United States District Court, Ninth Circuit

December 19, 2013

LISA EPHREM, Plaintiff,
v.
STANDARD INSURANCE COMPANY, Defendant.

Jacob Wieselman, Wieselman Law Group, Portland, OR. Attorney for Plaintiff

Rick S. Pope, Kristen A. Chambers, Kirklin Thompson & Pope LLP, Portland, OR. Attorneys for Defendant.

OPINION AND ORDER

DENNIS J. HUBEL, Magistrate Judge.

Before the Court is Defendant Standard Insurance Company's ("Defendant") motion for judgment on the pleadings pursuant to Federal Rule of Civil Procedure ("Rule") 12(c). Defendant's principal contentions are that: (1) Plaintiff Lisa Ephrem's ("Plaintiff") exclusively state common law claims are preempted by the Employee Retirement Income Security Act of 1974 ("ERISA"), 29 U.S.C. §§ 1001-1461; (2) Plaintiff does not qualify as a beneficiary on certain claims and thus lacks statutory standing; and (3) Plaintiff has failed to join necessary parties. For the reasons that follow, Defendant's motion (Docket No. 24) for judgment on the pleadings is granted in part and denied in part.

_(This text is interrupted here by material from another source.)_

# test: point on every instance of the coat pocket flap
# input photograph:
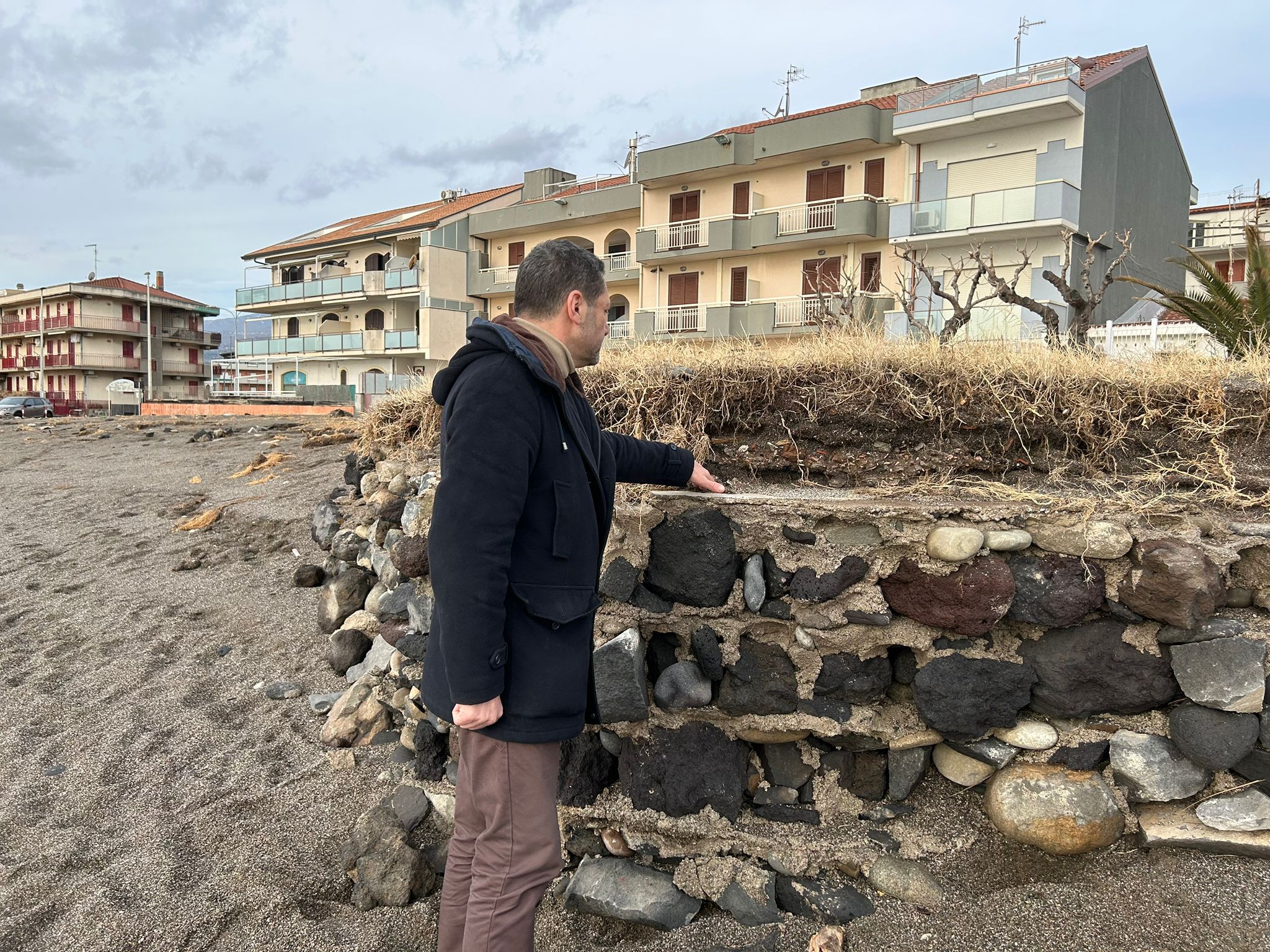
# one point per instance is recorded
(557, 603)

I. FACTS AND PROCEDURAL HISTORY

These are the facts as presented by Plaintiff in her complaint. Plaintiff is an Oregon resident licensed as an automobile dealer by the Oregon Department of Motor Vehicles. (Compl. ¶ 1.) She is authorized to conduct business under the name "Carr City" by the Oregon Secretary of State, Corporation Division. (Compl. ¶ 1.) At the beginning of August 2011, Plaintiff met with one of Defendant's insurance "producers, " Donovan Rayfield ("Rayfield"), at his office in Battle Ground, Washington.[1] (Compl. ¶¶ 3-4.) Plaintiff asked Rayfield to recommend an appropriate life, accidental death and dismemberment insurance for the employees of Carr City. (Compl. ¶ 4.)

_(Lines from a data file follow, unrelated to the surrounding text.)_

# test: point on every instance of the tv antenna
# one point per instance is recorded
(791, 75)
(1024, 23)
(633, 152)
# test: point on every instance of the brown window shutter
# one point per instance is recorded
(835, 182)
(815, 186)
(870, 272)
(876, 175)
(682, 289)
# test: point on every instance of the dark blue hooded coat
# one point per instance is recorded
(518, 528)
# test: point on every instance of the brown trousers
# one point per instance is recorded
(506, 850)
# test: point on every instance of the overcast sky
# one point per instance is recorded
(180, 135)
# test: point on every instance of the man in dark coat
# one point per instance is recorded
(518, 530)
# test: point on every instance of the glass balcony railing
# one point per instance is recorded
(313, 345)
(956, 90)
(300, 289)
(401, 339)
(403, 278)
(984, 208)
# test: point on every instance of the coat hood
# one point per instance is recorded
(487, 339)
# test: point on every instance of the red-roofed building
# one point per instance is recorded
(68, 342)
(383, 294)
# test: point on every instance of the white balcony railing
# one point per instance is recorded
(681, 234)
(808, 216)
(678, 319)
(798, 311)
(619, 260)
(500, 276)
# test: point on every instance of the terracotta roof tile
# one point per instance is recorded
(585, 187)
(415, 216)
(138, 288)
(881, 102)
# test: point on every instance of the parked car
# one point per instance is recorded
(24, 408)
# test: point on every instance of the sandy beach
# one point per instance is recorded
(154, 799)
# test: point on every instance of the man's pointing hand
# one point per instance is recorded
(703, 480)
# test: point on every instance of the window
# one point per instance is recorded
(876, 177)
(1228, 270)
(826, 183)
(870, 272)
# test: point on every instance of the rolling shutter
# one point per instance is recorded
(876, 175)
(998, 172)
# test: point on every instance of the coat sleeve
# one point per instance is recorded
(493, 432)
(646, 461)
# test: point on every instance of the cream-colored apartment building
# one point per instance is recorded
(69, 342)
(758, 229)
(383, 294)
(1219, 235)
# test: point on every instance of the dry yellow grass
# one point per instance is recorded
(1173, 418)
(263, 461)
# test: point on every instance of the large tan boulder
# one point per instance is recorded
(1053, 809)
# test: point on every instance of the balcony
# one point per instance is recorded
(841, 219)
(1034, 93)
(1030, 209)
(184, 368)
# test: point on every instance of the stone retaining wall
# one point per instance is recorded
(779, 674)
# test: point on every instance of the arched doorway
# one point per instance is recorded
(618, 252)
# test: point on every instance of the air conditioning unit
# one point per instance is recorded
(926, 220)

After obtaining all of the necessary information about Carr City from Plaintiff, Rayfield determined that Defendant's group life insurance policy would be the best fit for Carr City's needs, business and employees. (Compl. ¶ 8.) On August 3, 2011, with the assistance of Rayfield, Plaintiff completed and a signed an application for a group life insurance policy for her employees. (Compl. ¶ 9.) The application includes a provision entitled "Active Work Requirement, " which states: "A person must meet an Active Work requirement to become insured. Members who have not met an Active Requirement are not insured until returning to work for one full day and meeting all other contractual requirements." (Compl. ¶ 10, Ex. 1.) Plaintiff initialed her acknowledgment of the active work requirement. (Compl. ¶ 10, Ex. 1.)

On October 11, 2011, Defendant issued a group life insurance policy ("the policy") with an effective date of September 1, 2011. (Compl. ¶ 17, Ex. 3.) On December 16, 2011, one of the policy members, Ruby Marks, passed away and Defendant paid the death benefits due under the policy. (Compl. ¶ 21.) Almost three months later, on March 10, 2012, policy member Sophie Marks passed away, but Defendant refused to pay the death benefits due under the policy. (Compl. ¶ 22.) On April 25, 2012, policy member James Zeko passed away and Defendant refused to pay death benefits due under the policy. (Compl. ¶ 23.) The same thing occurred again on August 23, 2012, after policy member John Ellis passed away. (Compl. ¶ 26.)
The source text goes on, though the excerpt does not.